YARN node labels let you divide an E-MapReduce (EMR) cluster into partitions and control which queues and compute jobs run on which nodes. This is useful for isolating batch jobs from streaming workloads, reserving nodes for critical jobs, or handling clusters with heterogeneous node specs.
Version compatibility
| Cluster version | Configuration type | How to manage |
|---|---|---|
| Earlier than EMR V5.11.1 or EMR V3.45.1 | centralized (default) |
Follow the instructions in this topic |
| EMR V5.11.1, EMR V3.45.1, or later | distributed (default) |
Use the EMR console |
This topic covers centralized mode. If your cluster runs EMR V5.11.1 or EMR V3.45.1 or later, manage YARN partitions directly in the EMR console. For more information, see Manage YARN partitions in the EMR console.
Key concepts
Partitions
Each node belongs to exactly one partition. Nodes without an assigned partition belong to the DEFAULT partition (partition="").
Partitions come in two types:
-
Exclusive partition: Containers are allocated to a node only when the job explicitly requests that partition.
-
Non-exclusive partition: Containers are allocated when the partition is explicitly requested, or when the DEFAULT partition is specified and the node has idle resources.

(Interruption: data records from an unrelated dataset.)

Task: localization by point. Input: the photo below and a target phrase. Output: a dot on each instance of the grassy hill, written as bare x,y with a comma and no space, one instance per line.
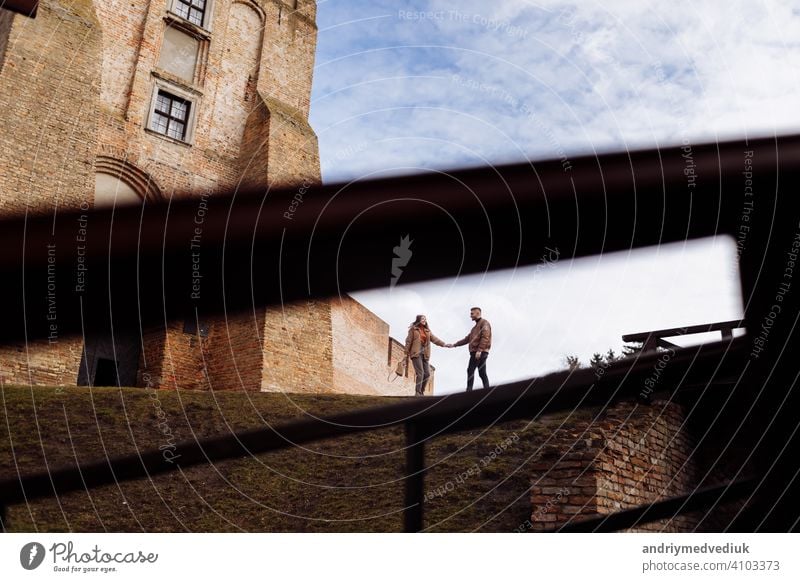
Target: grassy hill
349,484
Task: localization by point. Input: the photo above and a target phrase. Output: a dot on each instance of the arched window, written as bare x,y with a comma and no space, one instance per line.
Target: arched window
120,183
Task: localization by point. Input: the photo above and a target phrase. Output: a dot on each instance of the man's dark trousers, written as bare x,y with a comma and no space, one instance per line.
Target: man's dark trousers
480,364
422,372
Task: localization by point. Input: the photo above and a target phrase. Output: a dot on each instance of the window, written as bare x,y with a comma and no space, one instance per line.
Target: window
192,10
171,115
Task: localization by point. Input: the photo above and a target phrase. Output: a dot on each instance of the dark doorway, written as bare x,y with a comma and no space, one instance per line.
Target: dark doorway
106,373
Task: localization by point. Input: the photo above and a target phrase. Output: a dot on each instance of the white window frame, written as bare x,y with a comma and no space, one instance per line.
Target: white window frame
207,19
192,98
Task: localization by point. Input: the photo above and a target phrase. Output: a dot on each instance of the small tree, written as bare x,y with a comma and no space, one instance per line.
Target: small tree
573,363
631,349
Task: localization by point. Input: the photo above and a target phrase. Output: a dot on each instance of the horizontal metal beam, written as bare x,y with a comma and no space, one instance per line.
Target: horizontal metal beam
435,416
666,509
233,251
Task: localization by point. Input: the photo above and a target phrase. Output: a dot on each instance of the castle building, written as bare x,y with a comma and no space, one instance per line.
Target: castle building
115,102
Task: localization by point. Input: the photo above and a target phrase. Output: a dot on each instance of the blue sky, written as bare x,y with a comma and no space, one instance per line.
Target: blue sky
403,87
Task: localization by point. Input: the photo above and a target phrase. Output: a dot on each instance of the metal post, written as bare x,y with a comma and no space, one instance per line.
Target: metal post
415,479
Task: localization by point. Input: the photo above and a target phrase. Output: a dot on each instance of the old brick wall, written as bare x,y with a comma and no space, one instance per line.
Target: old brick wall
49,88
361,346
632,454
234,352
231,145
298,348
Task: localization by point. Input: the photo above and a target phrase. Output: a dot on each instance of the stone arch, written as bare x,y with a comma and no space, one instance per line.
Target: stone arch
236,93
119,180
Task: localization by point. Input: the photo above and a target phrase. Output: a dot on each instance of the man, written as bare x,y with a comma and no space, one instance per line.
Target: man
418,348
479,341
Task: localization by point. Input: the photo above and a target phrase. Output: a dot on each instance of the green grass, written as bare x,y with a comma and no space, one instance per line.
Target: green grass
347,484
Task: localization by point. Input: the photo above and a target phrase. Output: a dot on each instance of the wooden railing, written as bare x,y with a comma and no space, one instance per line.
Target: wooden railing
255,256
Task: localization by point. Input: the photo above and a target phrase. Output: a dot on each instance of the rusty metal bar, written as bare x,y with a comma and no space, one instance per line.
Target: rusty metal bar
413,516
665,509
254,251
439,415
725,326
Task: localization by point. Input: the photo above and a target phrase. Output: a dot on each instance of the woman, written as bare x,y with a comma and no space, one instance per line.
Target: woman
418,348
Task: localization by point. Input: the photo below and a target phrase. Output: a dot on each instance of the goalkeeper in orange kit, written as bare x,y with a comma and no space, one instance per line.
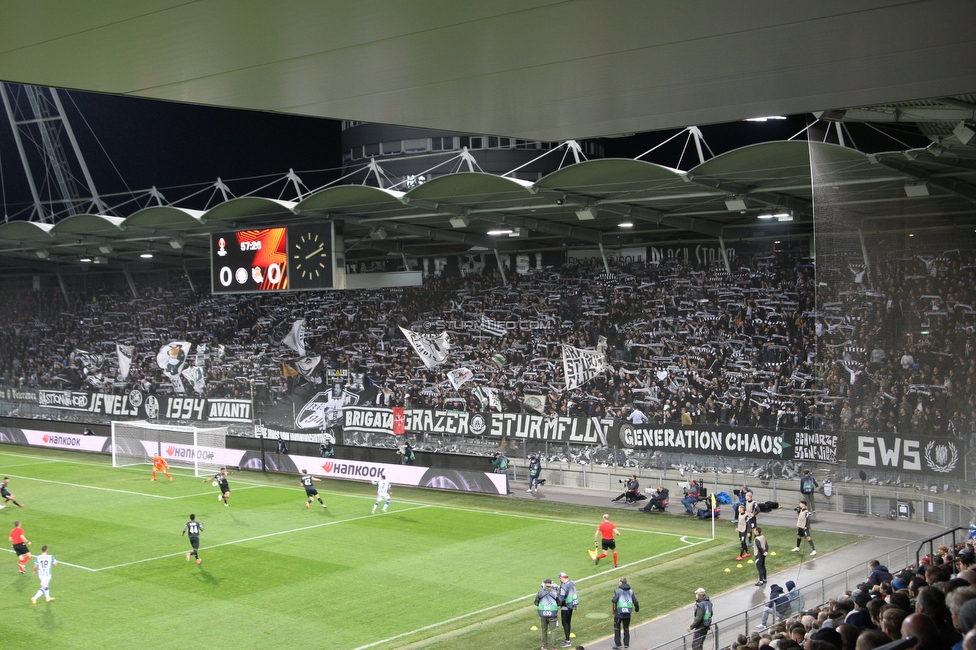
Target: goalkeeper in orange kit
159,465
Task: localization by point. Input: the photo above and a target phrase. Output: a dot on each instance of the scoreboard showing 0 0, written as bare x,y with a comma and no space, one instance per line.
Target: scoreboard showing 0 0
250,261
299,257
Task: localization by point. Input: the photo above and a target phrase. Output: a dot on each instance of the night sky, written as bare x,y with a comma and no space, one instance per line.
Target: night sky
180,148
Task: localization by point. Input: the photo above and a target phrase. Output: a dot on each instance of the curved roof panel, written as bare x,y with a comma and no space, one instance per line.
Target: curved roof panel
18,231
89,224
165,218
472,189
356,199
250,207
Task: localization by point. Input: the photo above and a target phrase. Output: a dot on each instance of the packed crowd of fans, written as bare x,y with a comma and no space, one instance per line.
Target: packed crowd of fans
773,344
934,602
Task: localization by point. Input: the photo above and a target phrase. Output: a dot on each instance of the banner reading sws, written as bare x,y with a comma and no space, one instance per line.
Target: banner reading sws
902,453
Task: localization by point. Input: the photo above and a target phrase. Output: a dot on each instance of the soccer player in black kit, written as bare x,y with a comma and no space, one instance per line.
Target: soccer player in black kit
221,479
194,528
310,490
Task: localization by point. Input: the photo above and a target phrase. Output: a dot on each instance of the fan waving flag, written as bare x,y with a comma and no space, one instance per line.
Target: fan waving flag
295,339
433,350
171,358
581,366
125,353
459,376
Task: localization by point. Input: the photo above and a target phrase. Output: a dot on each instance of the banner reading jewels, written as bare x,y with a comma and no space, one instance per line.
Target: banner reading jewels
137,405
905,453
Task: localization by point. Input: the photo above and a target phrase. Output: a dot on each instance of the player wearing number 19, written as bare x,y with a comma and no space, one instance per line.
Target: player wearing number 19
310,491
193,529
42,569
220,481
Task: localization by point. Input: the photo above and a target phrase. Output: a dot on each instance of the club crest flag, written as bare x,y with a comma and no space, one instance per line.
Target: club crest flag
580,366
536,403
194,375
89,360
433,350
125,353
171,358
459,376
295,339
492,327
493,401
307,365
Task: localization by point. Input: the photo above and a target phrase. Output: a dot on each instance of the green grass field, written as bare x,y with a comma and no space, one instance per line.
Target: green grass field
439,570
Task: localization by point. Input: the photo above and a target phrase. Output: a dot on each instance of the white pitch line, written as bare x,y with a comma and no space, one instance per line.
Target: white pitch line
92,487
482,511
251,539
73,566
40,462
516,600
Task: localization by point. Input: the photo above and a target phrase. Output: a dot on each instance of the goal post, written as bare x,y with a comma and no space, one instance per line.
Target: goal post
135,443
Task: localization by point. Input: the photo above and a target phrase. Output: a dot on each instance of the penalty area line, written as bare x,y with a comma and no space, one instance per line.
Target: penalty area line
251,539
483,610
92,487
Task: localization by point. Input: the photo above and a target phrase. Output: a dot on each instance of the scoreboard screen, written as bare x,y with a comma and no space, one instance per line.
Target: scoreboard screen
250,261
296,258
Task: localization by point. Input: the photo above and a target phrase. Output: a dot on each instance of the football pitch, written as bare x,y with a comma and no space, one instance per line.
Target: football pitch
438,570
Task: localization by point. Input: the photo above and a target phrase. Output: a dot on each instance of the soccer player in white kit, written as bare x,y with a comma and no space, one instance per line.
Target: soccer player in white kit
42,568
382,492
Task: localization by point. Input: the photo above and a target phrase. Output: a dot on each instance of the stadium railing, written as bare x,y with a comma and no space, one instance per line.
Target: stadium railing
724,632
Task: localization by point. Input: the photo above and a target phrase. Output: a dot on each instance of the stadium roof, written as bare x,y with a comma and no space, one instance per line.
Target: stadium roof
582,205
541,70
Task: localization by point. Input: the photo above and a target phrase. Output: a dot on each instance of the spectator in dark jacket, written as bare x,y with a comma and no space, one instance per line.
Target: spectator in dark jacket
878,573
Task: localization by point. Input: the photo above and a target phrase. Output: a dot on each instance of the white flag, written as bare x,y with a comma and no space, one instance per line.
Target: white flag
433,350
493,327
493,401
307,365
125,353
458,376
580,366
171,358
194,375
295,339
535,402
201,357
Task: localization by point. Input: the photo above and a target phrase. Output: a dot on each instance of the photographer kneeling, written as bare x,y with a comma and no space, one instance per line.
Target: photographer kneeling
631,490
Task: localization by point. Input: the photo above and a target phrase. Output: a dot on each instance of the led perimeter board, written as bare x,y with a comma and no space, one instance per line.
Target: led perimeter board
300,257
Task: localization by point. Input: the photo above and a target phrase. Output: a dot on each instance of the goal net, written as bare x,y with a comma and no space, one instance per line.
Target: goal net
135,443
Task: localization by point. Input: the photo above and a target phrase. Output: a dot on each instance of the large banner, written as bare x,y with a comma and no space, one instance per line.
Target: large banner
136,405
575,430
901,453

Capacity Scheduler requirement
Only Capacity Scheduler supports node labels. Before proceeding, confirm that yarn.resourcemanager.scheduler.class is set to org.apache.hadoop.yarn.server.resourcemanager.scheduler.capacity.CapacityScheduler in yarn-site.xml.
For background on the Apache Hadoop implementation, see YARN Node Labels.
Prerequisites
Before you begin, ensure that you have:
-
An EMR cluster running a version earlier than EMR V5.11.1 or EMR V3.45.1
-
Sufficient permissions to modify YARN configurations and restart ResourceManager
-
Access to the EMR console
Step 1: Enable node labels in yarn-site.xml
-
In the EMR console, go to the YARN service page and click the Configure tab.
-
Click the yarn-site.xml tab and add the following configuration items:
Key Value Description yarn.node-labels.enabledtrueEnables the node label feature yarn.node-labels.fs-store.root-dir/tmp/node-labelsStorage directory for node label data -
Click Save, then restart ResourceManager for the changes to take effect.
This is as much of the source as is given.